C’est une grosse maman d’une cinquantaine d’années, d’un abord si digne et si calme qu’il nous a paru glacial. Une vieille dame en deuil, les filles de la duchesse de Bedford, raides comme des bâtons, composaient un cercle hermétique, bien différent de celui de la Reine, et dont le silence la déconcertait. Le lord chancelier Brougham a seul fait mine de s’approcher d’un pas pour causer avec elle. C’est un grand et gros homme, laid, vieux, d’une physionomie assez avenante, auquel il manque beaucoup de dents. Je restais gelée sur ma chaise, quand la dernière des misses Bedford, une enfant de sept ans, a rompu enfin la glace en chantant pour la Reine une petite chanson française.

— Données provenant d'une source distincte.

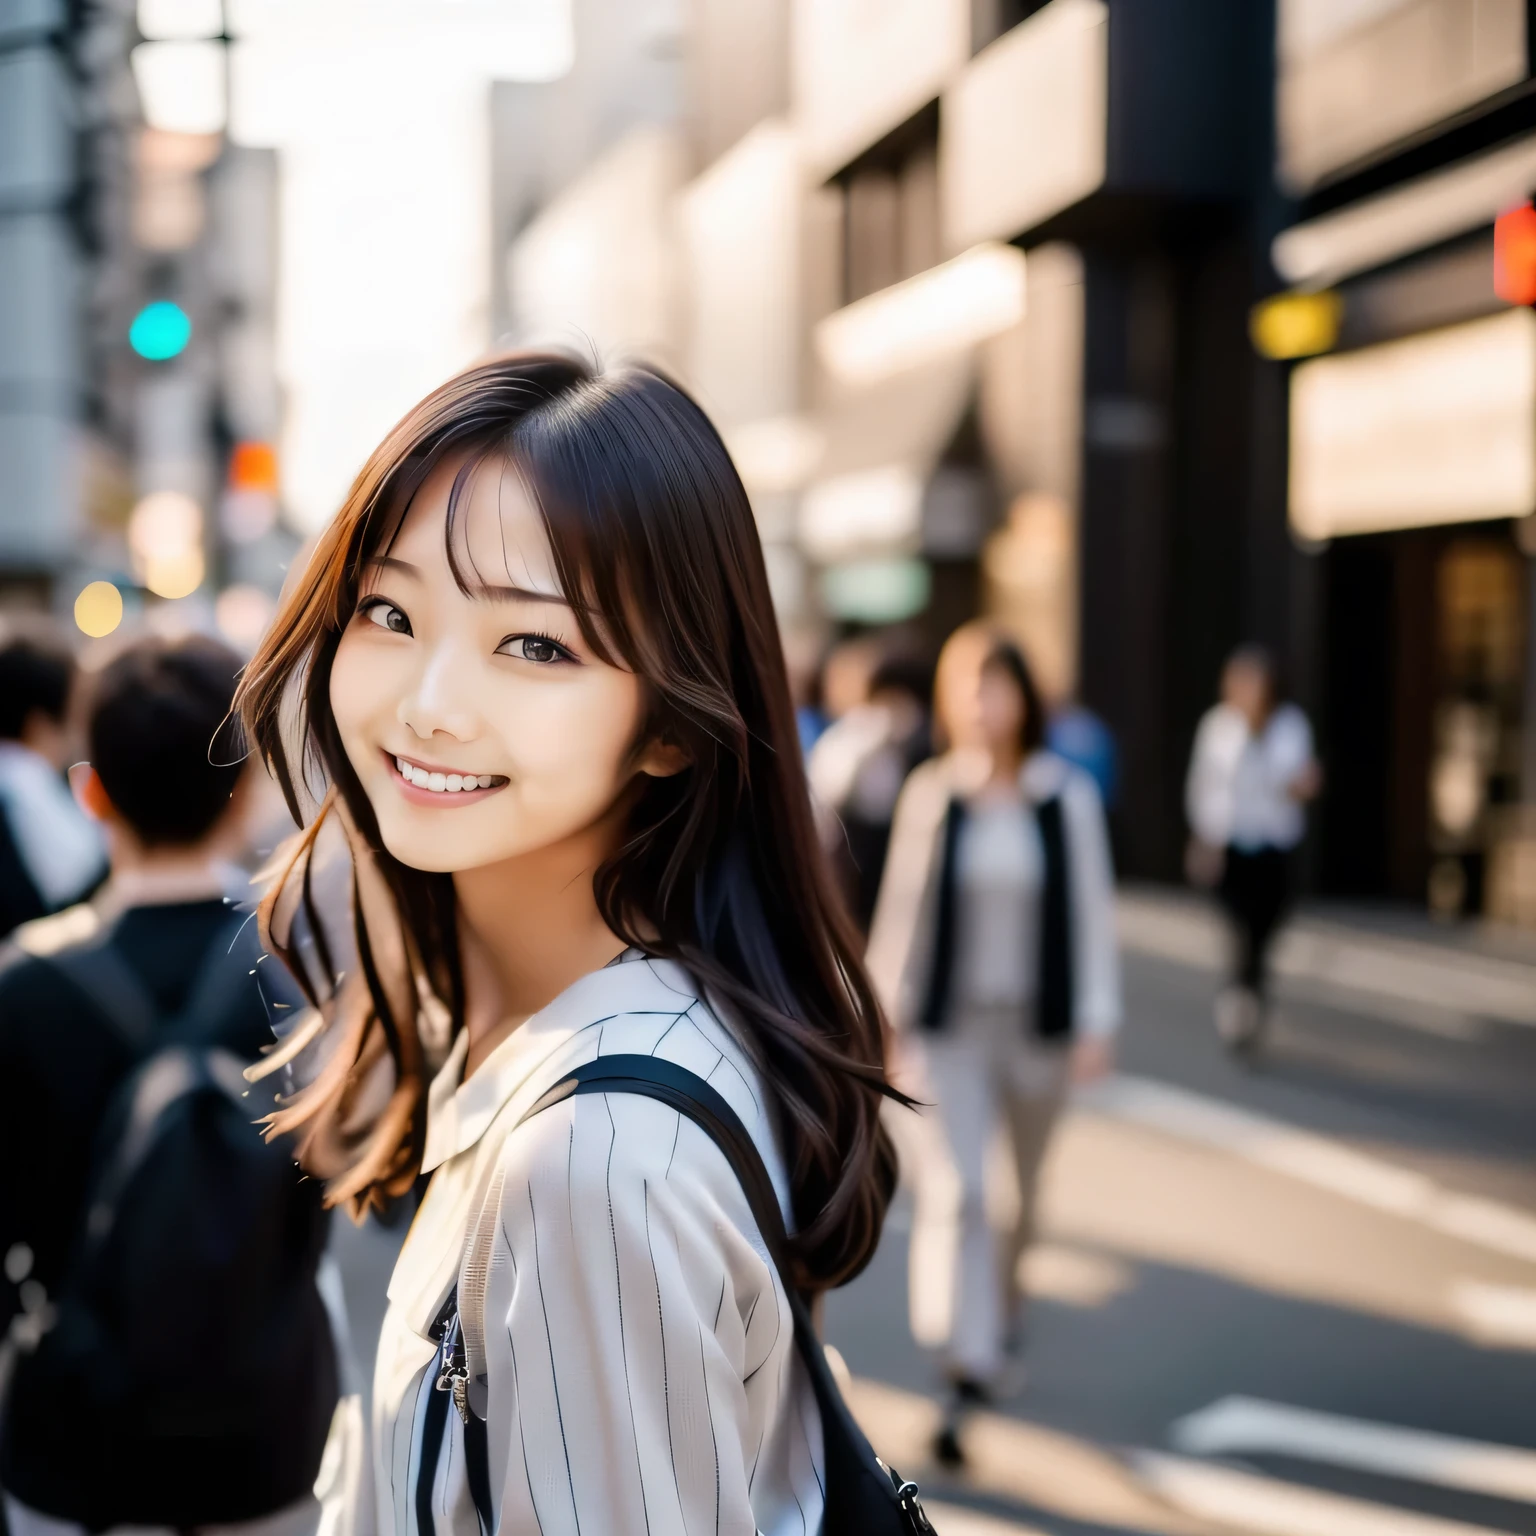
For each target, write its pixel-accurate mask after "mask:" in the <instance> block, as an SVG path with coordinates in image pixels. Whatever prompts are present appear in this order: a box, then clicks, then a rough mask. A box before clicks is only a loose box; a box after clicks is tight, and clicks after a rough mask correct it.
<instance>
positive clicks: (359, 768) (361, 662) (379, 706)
mask: <svg viewBox="0 0 1536 1536" xmlns="http://www.w3.org/2000/svg"><path fill="white" fill-rule="evenodd" d="M393 671H395V668H393V667H392V665H390V660H389V657H387V656H381V654H379V648H378V647H372V645H367V644H359V642H358V641H355V639H353V637H352V633H350V631H349V633H347V634H343V637H341V644H339V645H338V647H336V656H335V660H333V662H332V665H330V713H332V716H333V717H335V720H336V730H338V731H339V733H341V740H343V745H344V746H346V748H347V754H349V756H350V757H353V768H358V770H359V771H361V770H362V768H364V766H372V760H370V762H369V763H367V765H364V763H359V762H356V757H355V751H353V743H355V742H356V739H358V733H359V731H361V730H362V727H364V725H366V723H367V722H369V720H370V719H373V716H376V714H378V711H379V708H381V707H386V705H389V702H390V699H392V697H393V688H395V684H393V676H392V674H393Z"/></svg>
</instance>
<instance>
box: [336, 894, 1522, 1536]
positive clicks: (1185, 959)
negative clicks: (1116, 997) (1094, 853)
mask: <svg viewBox="0 0 1536 1536" xmlns="http://www.w3.org/2000/svg"><path fill="white" fill-rule="evenodd" d="M1200 915H1201V914H1200V911H1198V908H1197V909H1190V908H1189V906H1186V905H1183V903H1178V902H1175V900H1172V899H1163V897H1160V899H1157V900H1154V902H1150V903H1147V905H1146V906H1144V908H1137V909H1132V906H1123V914H1121V920H1123V929H1124V931H1126V935H1127V940H1129V943H1127V954H1126V960H1124V963H1126V995H1127V1015H1129V1018H1127V1028H1126V1034H1124V1041H1123V1046H1124V1048H1123V1055H1121V1063H1120V1068H1121V1071H1120V1075H1117V1077H1115V1078H1114V1080H1111V1081H1107V1083H1104V1084H1101V1086H1098V1087H1095V1089H1094V1091H1091V1092H1087V1094H1084V1095H1081V1097H1080V1100H1078V1101H1077V1103H1075V1106H1074V1107H1072V1111H1071V1114H1069V1115H1068V1120H1066V1124H1064V1127H1063V1130H1061V1134H1060V1137H1058V1140H1057V1144H1055V1147H1054V1152H1052V1155H1051V1160H1049V1163H1048V1167H1046V1197H1044V1213H1043V1226H1044V1241H1043V1243H1041V1246H1040V1247H1038V1249H1037V1250H1035V1253H1034V1255H1032V1258H1031V1261H1029V1270H1028V1273H1029V1286H1031V1292H1032V1295H1034V1309H1032V1339H1031V1352H1029V1372H1028V1381H1026V1382H1025V1387H1023V1390H1021V1392H1018V1393H1017V1395H1015V1396H1012V1398H1009V1399H1008V1401H1005V1402H1000V1404H998V1405H997V1409H995V1412H989V1413H983V1415H980V1416H978V1418H977V1421H975V1422H974V1425H972V1435H971V1438H969V1442H968V1444H969V1452H971V1458H972V1459H971V1465H969V1467H968V1470H966V1473H965V1475H963V1476H960V1478H952V1476H945V1475H943V1473H940V1471H938V1470H937V1468H935V1467H934V1465H931V1464H929V1461H928V1452H926V1442H928V1435H929V1433H931V1430H932V1425H934V1421H935V1413H937V1396H935V1378H934V1373H932V1367H931V1364H929V1361H928V1359H926V1358H925V1356H923V1353H922V1352H920V1350H919V1349H915V1347H914V1346H912V1342H911V1338H909V1333H908V1324H906V1261H908V1253H906V1238H908V1230H909V1224H911V1204H909V1200H908V1197H905V1195H903V1197H902V1198H900V1201H899V1204H897V1207H895V1210H894V1212H892V1218H891V1223H889V1226H888V1229H886V1240H885V1243H883V1246H882V1249H880V1253H879V1255H877V1258H876V1261H874V1264H872V1266H871V1269H869V1270H868V1272H866V1273H865V1275H863V1276H862V1278H860V1279H859V1281H856V1283H854V1284H852V1286H849V1287H848V1289H846V1290H842V1292H836V1293H833V1296H831V1298H829V1301H828V1309H826V1332H828V1338H829V1341H831V1342H833V1344H834V1346H836V1347H837V1350H839V1352H840V1353H842V1356H843V1358H845V1361H846V1364H848V1367H849V1370H851V1373H852V1376H854V1389H852V1390H854V1401H856V1404H857V1409H859V1412H860V1415H862V1416H863V1418H865V1422H866V1425H868V1428H869V1430H871V1435H872V1438H874V1439H876V1444H877V1448H880V1450H882V1452H883V1453H885V1455H886V1458H888V1459H889V1461H891V1462H892V1464H894V1465H897V1467H899V1468H900V1470H902V1471H903V1473H906V1475H909V1476H914V1478H917V1479H919V1481H920V1482H922V1485H923V1488H925V1490H929V1491H931V1502H932V1504H937V1505H938V1510H940V1513H942V1516H943V1518H942V1519H937V1516H935V1519H937V1524H938V1530H940V1533H942V1536H1006V1533H1011V1531H1012V1533H1018V1531H1041V1533H1055V1536H1107V1533H1160V1536H1163V1533H1166V1536H1200V1533H1212V1536H1215V1533H1244V1536H1476V1533H1478V1531H1516V1533H1536V1415H1533V1412H1531V1404H1533V1401H1536V1398H1533V1393H1536V1117H1533V1115H1531V1112H1530V1106H1531V1098H1533V1087H1536V1028H1531V1026H1530V1025H1521V1023H1513V1021H1499V1020H1496V1018H1487V1017H1481V1018H1479V1017H1473V1015H1471V1014H1458V1012H1455V1011H1453V1009H1448V1008H1445V1006H1442V1005H1435V1003H1430V1001H1425V1000H1422V998H1421V1000H1419V1001H1418V1003H1416V1005H1415V1003H1412V1001H1409V1000H1404V998H1393V997H1390V995H1385V992H1390V991H1392V989H1393V988H1395V983H1396V980H1399V978H1401V975H1392V974H1389V975H1387V977H1384V978H1378V991H1376V992H1367V991H1364V989H1359V988H1356V989H1355V991H1353V994H1349V1003H1350V1006H1349V1008H1346V1006H1339V1001H1341V998H1342V997H1346V992H1344V989H1342V988H1341V986H1339V985H1338V983H1324V982H1319V980H1318V978H1316V977H1307V975H1303V974H1299V972H1301V971H1303V969H1304V965H1303V963H1301V962H1303V960H1304V958H1306V955H1304V952H1303V949H1301V946H1299V945H1298V942H1296V937H1298V935H1295V934H1293V935H1292V940H1290V942H1289V943H1287V948H1286V949H1283V951H1281V969H1283V972H1286V975H1284V980H1283V982H1281V1003H1279V1011H1278V1021H1276V1029H1275V1034H1273V1037H1272V1040H1270V1041H1269V1048H1267V1049H1266V1052H1264V1057H1263V1060H1261V1061H1260V1063H1258V1064H1256V1066H1253V1068H1252V1069H1250V1068H1246V1066H1240V1064H1236V1063H1233V1061H1232V1060H1230V1058H1227V1057H1226V1055H1224V1052H1223V1051H1221V1049H1220V1048H1218V1044H1217V1041H1215V1037H1213V1032H1212V1029H1210V995H1212V991H1213V986H1215V978H1217V977H1215V971H1213V965H1212V962H1213V958H1215V954H1213V948H1212V940H1213V934H1212V932H1210V931H1209V929H1210V925H1209V923H1204V925H1203V923H1201V922H1200ZM1152 919H1157V922H1154V920H1152ZM1132 946H1135V948H1132ZM1150 951H1157V952H1150ZM1385 952H1389V954H1390V952H1392V951H1385ZM1170 954H1181V955H1183V958H1181V960H1172V958H1169V955H1170ZM1381 954H1382V951H1373V949H1370V948H1367V946H1362V945H1361V943H1359V942H1358V938H1349V940H1347V942H1346V943H1342V945H1341V946H1339V949H1338V952H1336V954H1335V957H1333V958H1335V963H1336V962H1338V958H1339V955H1342V957H1344V958H1346V960H1352V962H1353V965H1355V968H1356V971H1361V969H1362V968H1364V965H1366V962H1367V960H1372V958H1375V960H1379V958H1381ZM1298 955H1301V960H1298ZM1415 960H1418V962H1421V963H1425V962H1435V960H1439V963H1438V965H1435V968H1433V971H1432V972H1430V974H1432V975H1436V977H1439V978H1441V989H1442V991H1445V988H1447V986H1448V983H1447V980H1445V978H1447V977H1450V978H1452V980H1453V982H1455V980H1456V978H1458V971H1456V966H1455V963H1453V962H1455V960H1456V955H1455V954H1447V952H1444V951H1438V952H1435V954H1428V952H1427V951H1425V948H1424V946H1419V948H1418V949H1412V948H1407V946H1404V948H1402V949H1401V958H1399V972H1402V974H1412V972H1410V966H1412V963H1413V962H1415ZM1522 972H1524V966H1513V965H1510V966H1508V968H1507V971H1505V972H1499V971H1498V966H1490V968H1485V969H1482V971H1476V969H1464V972H1462V974H1461V977H1459V985H1461V988H1462V991H1464V992H1465V994H1467V997H1468V998H1470V1000H1471V1001H1476V1003H1481V1005H1482V1006H1484V1008H1487V1009H1490V1011H1495V1012H1499V1011H1501V995H1499V994H1496V992H1495V991H1493V983H1495V982H1501V980H1508V978H1510V977H1513V978H1514V980H1521V977H1522ZM1530 980H1531V982H1533V983H1536V971H1533V972H1531V974H1530ZM1479 985H1481V986H1482V989H1484V995H1479V994H1478V992H1476V988H1478V986H1479ZM1528 995H1530V998H1531V1003H1530V1005H1524V1006H1536V986H1531V989H1530V994H1528ZM1505 1001H1508V1003H1511V1006H1505V1008H1502V1012H1519V1009H1521V1006H1522V1003H1521V997H1519V994H1508V995H1507V997H1505ZM393 1244H395V1235H392V1233H386V1232H379V1230H376V1229H373V1227H369V1229H364V1230H362V1232H353V1230H352V1229H350V1226H343V1224H339V1223H338V1244H336V1247H338V1252H339V1255H341V1258H343V1266H344V1269H346V1272H347V1279H349V1304H350V1307H352V1312H353V1332H355V1336H356V1338H358V1347H359V1350H372V1342H370V1338H372V1335H373V1333H376V1329H378V1321H379V1318H381V1315H382V1287H384V1284H386V1279H387V1266H389V1263H390V1260H392V1253H393Z"/></svg>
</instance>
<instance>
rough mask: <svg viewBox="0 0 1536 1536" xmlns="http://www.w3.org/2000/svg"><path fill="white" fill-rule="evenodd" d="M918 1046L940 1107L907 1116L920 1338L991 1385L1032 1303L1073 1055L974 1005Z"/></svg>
mask: <svg viewBox="0 0 1536 1536" xmlns="http://www.w3.org/2000/svg"><path fill="white" fill-rule="evenodd" d="M911 1046H912V1054H914V1061H912V1066H914V1068H917V1071H919V1074H920V1086H919V1091H917V1097H920V1098H925V1100H928V1101H929V1103H931V1104H932V1107H931V1109H925V1111H922V1112H920V1114H919V1115H917V1117H909V1115H902V1117H900V1118H902V1120H905V1121H908V1124H906V1126H905V1127H903V1132H902V1137H900V1140H902V1152H903V1160H905V1163H906V1172H908V1177H909V1178H911V1183H912V1193H914V1204H915V1209H914V1218H912V1243H911V1250H909V1289H908V1295H909V1304H911V1322H912V1335H914V1338H915V1339H917V1341H919V1342H920V1344H925V1346H928V1347H931V1349H937V1350H938V1352H940V1353H942V1356H943V1361H945V1369H946V1370H948V1373H949V1375H951V1376H954V1378H966V1379H969V1381H977V1382H982V1384H989V1382H994V1381H995V1379H997V1376H998V1375H1000V1372H1001V1369H1003V1366H1005V1342H1006V1338H1008V1332H1009V1329H1011V1327H1012V1326H1014V1324H1015V1321H1017V1313H1018V1307H1020V1304H1021V1299H1023V1292H1021V1287H1020V1279H1018V1270H1020V1264H1021V1261H1023V1256H1025V1253H1026V1250H1028V1247H1029V1244H1031V1241H1032V1240H1034V1229H1035V1190H1037V1184H1038V1181H1040V1166H1041V1163H1043V1161H1044V1154H1046V1147H1048V1144H1049V1140H1051V1130H1052V1129H1054V1126H1055V1120H1057V1114H1058V1112H1060V1109H1061V1100H1063V1094H1064V1089H1066V1080H1068V1049H1066V1044H1064V1043H1055V1041H1051V1043H1048V1041H1041V1040H1038V1038H1035V1037H1032V1035H1029V1034H1028V1026H1026V1025H1025V1023H1023V1021H1021V1020H1020V1015H1018V1011H1017V1009H1006V1011H1005V1009H985V1011H983V1009H974V1011H971V1012H968V1014H962V1015H960V1017H958V1018H955V1020H954V1021H952V1023H951V1025H949V1028H948V1029H945V1031H943V1032H942V1034H932V1035H925V1037H922V1038H919V1040H912V1041H911ZM914 1118H915V1123H912V1121H914Z"/></svg>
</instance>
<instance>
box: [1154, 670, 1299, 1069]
mask: <svg viewBox="0 0 1536 1536" xmlns="http://www.w3.org/2000/svg"><path fill="white" fill-rule="evenodd" d="M1321 783H1322V774H1321V770H1319V768H1318V763H1316V759H1315V757H1313V750H1312V727H1310V725H1309V723H1307V717H1306V714H1303V713H1301V710H1299V708H1298V707H1296V705H1293V703H1287V702H1286V700H1284V697H1283V696H1281V690H1279V687H1278V682H1276V676H1275V662H1273V659H1272V657H1270V654H1269V651H1266V650H1263V648H1261V647H1258V645H1244V647H1240V648H1238V650H1235V651H1233V653H1232V654H1230V656H1229V657H1227V664H1226V667H1223V670H1221V699H1220V702H1217V703H1213V705H1212V707H1210V708H1209V710H1207V711H1206V713H1204V716H1203V717H1201V720H1200V728H1198V730H1197V731H1195V746H1193V751H1192V753H1190V759H1189V779H1187V782H1186V785H1184V803H1186V813H1187V816H1189V825H1190V831H1192V837H1190V843H1189V849H1187V854H1186V859H1184V863H1186V869H1187V872H1189V876H1190V879H1192V880H1193V883H1195V885H1204V886H1212V888H1215V891H1217V894H1218V897H1220V900H1221V906H1223V908H1224V911H1226V914H1227V920H1229V923H1230V926H1232V935H1233V960H1232V980H1230V983H1229V985H1227V986H1226V988H1224V989H1223V991H1221V994H1220V995H1218V997H1217V1008H1215V1015H1217V1034H1218V1035H1220V1037H1221V1040H1223V1043H1226V1044H1227V1046H1229V1048H1230V1049H1233V1051H1240V1052H1243V1051H1252V1049H1255V1048H1256V1046H1258V1043H1260V1040H1261V1038H1263V1032H1264V1017H1266V992H1267V985H1266V983H1267V980H1269V948H1270V943H1272V942H1273V938H1275V934H1276V932H1278V931H1279V925H1281V923H1283V922H1284V917H1286V911H1287V909H1289V906H1290V880H1292V869H1290V865H1292V856H1293V851H1295V848H1296V845H1298V843H1299V842H1301V837H1303V834H1304V833H1306V829H1307V819H1306V803H1307V800H1310V799H1312V797H1313V796H1315V794H1316V793H1318V790H1319V786H1321Z"/></svg>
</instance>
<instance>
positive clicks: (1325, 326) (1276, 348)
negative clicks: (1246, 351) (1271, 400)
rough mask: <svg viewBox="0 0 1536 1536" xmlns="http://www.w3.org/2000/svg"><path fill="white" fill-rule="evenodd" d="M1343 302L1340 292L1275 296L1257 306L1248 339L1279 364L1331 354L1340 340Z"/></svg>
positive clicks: (1260, 349)
mask: <svg viewBox="0 0 1536 1536" xmlns="http://www.w3.org/2000/svg"><path fill="white" fill-rule="evenodd" d="M1342 318H1344V301H1342V300H1341V298H1339V296H1338V293H1332V292H1326V293H1276V295H1275V298H1267V300H1264V303H1263V304H1255V306H1253V310H1252V313H1250V315H1249V336H1250V338H1252V339H1253V347H1255V350H1256V352H1258V353H1260V355H1261V356H1266V358H1273V359H1275V361H1276V362H1279V361H1286V359H1287V358H1310V356H1315V355H1316V353H1318V352H1332V350H1333V344H1335V343H1336V341H1338V338H1339V321H1341V319H1342Z"/></svg>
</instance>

Lady Holland m’a questionnée alors sur notre voyage et forcée par-là à mentir, en racontant la fable convenue du départ de Malte, de notre traversée imaginaire, etc. La Reine, pendant ce temps, s’était écartée du cercle pour entrer chez lord Holland. A peine revenue, elle a pris congé.

Force cartes nous attendaient à notre logis, celles de lady Sandwich, de lady Sandon, de lady Stuart, de la comtesse Belfast, fille de la comtesse Glengall. Lord Mahon avait écrit sur la sienne : « Sera trop heureux de faire connaître à la Reine sa belle et vieille Angleterre, avant que la réforme n’y ait tout gâté. » Comme il est petit-fils de Pitt, il sera amusant de le voir se rencontrer chez nous avec M. Fox.

Lady Tankarville est venue sur le tard. Elle est fille du duc de Grammont ; quoique née en France, elle a passé toute sa jeunesse en Angleterre, son père ayant suivi les Bourbons à Hartwell et n’étant rentré d’émigration qu’avec eux en 1844. Son frère, le duc de Guiche, se dévoue aujourd’hui au Duc d’Angoulême, tombé, dit-on, dans l’imbécillité. Elle-même reprend auprès de la Duchesse d’Angoulême, à Holy-Rood, les relations d’autrefois à Hartwell. Elle vante la piété, le courage avec lesquels cette princesse supporte ses nouveaux malheurs, mais ne peut nier que l’amertume des caractères et l’inégalité des humeurs n’attristent encore le petit cercle d’amis fidèles dont s’entourent les Bourbons déchus.